My kids are excited about new babies and often beg for them! (They are currently praying we have “girl twins” next…) They have no fear of being loved any less and frequently show love and affection to their younger siblings. They also enjoy helping with them and playing with them, and they’re taught that we all help out in the family — whether with each other, or with household chores, etc.
7. I was taught that most kids hated vegetables; my kids don’t have any preconceived notions about food
So many TV shows did and do reinforce the idea that all kids hate vegetables — even that they “should” hate them and how to cope with being served them anyway. I felt ‘weird’ because I didn’t really hate vegetables.
My kids think this is a silly fantasy (they’ve come across the idea on TV) and when I ask “Who likes vegetables?” I’m met with a chorus of “ME!”
8. I was taught that being fat was bad and something to avoid at any cost; my kids do not know people are judged by their weight or physical appearance
From a young age, I was aware of weight. A friend of mine was praised for being “skinny” when I was 5 or 6, and I knew this was a good thing, and that what I was, was “less good” (even though it wasn’t said quite that way to me). Calling out someone else’s body shape caused me to question my own. I always had the perception that I was bigger or heavier than I was, and when I was briefly overweight in my pre-teen years, peers called me fat, or “triple chin woman” and other such rude names. I knew that physical appearance was important and was a way to judge others as good or bad.
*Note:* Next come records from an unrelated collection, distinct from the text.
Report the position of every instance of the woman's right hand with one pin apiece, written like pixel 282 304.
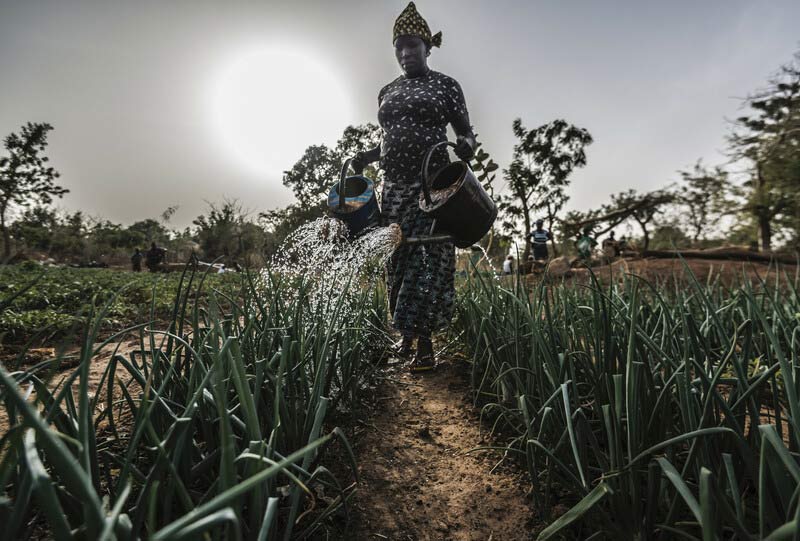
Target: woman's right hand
pixel 359 162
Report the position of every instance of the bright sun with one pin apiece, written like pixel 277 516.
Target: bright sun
pixel 270 104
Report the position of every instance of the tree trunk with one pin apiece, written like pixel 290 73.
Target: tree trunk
pixel 527 217
pixel 645 235
pixel 6 236
pixel 762 212
pixel 765 231
pixel 550 220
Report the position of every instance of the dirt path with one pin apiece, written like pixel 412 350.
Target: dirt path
pixel 417 482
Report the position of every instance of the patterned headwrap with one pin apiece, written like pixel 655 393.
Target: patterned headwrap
pixel 411 23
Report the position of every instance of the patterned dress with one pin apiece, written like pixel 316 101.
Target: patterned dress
pixel 414 114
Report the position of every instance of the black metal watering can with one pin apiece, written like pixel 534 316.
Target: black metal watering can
pixel 454 197
pixel 353 201
pixel 462 210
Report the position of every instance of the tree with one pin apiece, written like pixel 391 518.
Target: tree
pixel 312 176
pixel 25 177
pixel 226 231
pixel 319 167
pixel 768 140
pixel 627 205
pixel 704 194
pixel 539 172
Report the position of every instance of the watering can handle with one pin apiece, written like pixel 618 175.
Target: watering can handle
pixel 425 162
pixel 340 188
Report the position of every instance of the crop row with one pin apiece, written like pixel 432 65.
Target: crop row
pixel 654 412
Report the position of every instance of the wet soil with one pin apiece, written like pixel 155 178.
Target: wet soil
pixel 419 480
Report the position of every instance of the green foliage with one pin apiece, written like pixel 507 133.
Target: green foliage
pixel 538 176
pixel 655 411
pixel 226 231
pixel 704 196
pixel 320 167
pixel 214 426
pixel 61 297
pixel 768 138
pixel 25 177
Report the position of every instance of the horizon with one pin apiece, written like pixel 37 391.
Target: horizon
pixel 130 90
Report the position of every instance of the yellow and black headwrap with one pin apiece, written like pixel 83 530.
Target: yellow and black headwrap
pixel 411 23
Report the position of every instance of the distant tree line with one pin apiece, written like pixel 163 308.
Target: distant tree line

My children have no such conception. We have never referred to any person as “fat” — my daughter once asked me, “Why is that lady’s stomach a circle instead of straight like yours?” because she did not have any other words to describe the situation (she was at least 5 at the time). We do not talk about our own body flaws or issues with body image. We do not praise their bodies except with words like “strong” and this is not a comparison between people. They are not taught to judge others on appearance.
I have to say, I wish I’d had their experiences!
It’s so hard, as a kid, to have all of these things ingrained in you — to be told that you’re to be judged not on how you treat others, but on what you look like, if you act the same as everyone else, if you get good grades, if you’re athletic. Basically, judged on outward appearances and not who you are.
We’re breaking that cycle. By the time they’re old enough to realize that others judge people in these ways — and they will — they’ll think it’s silly, not valid. My goal isn’t to shelter them from it forever, just long enough to make a difference in their lives and not allow others to be their standard.
There are plenty more things I can think of, honestly. Such as, I ate processed food all the time and my kids are taught that healthy food nourishes their bodies. I was taught that birth was a scary, painful emergency (mostly via TV), and my kids think it is a normal, fun part of life that happens mostly at home. And lots more.
What experiences did you have that your kids don’t or won’t?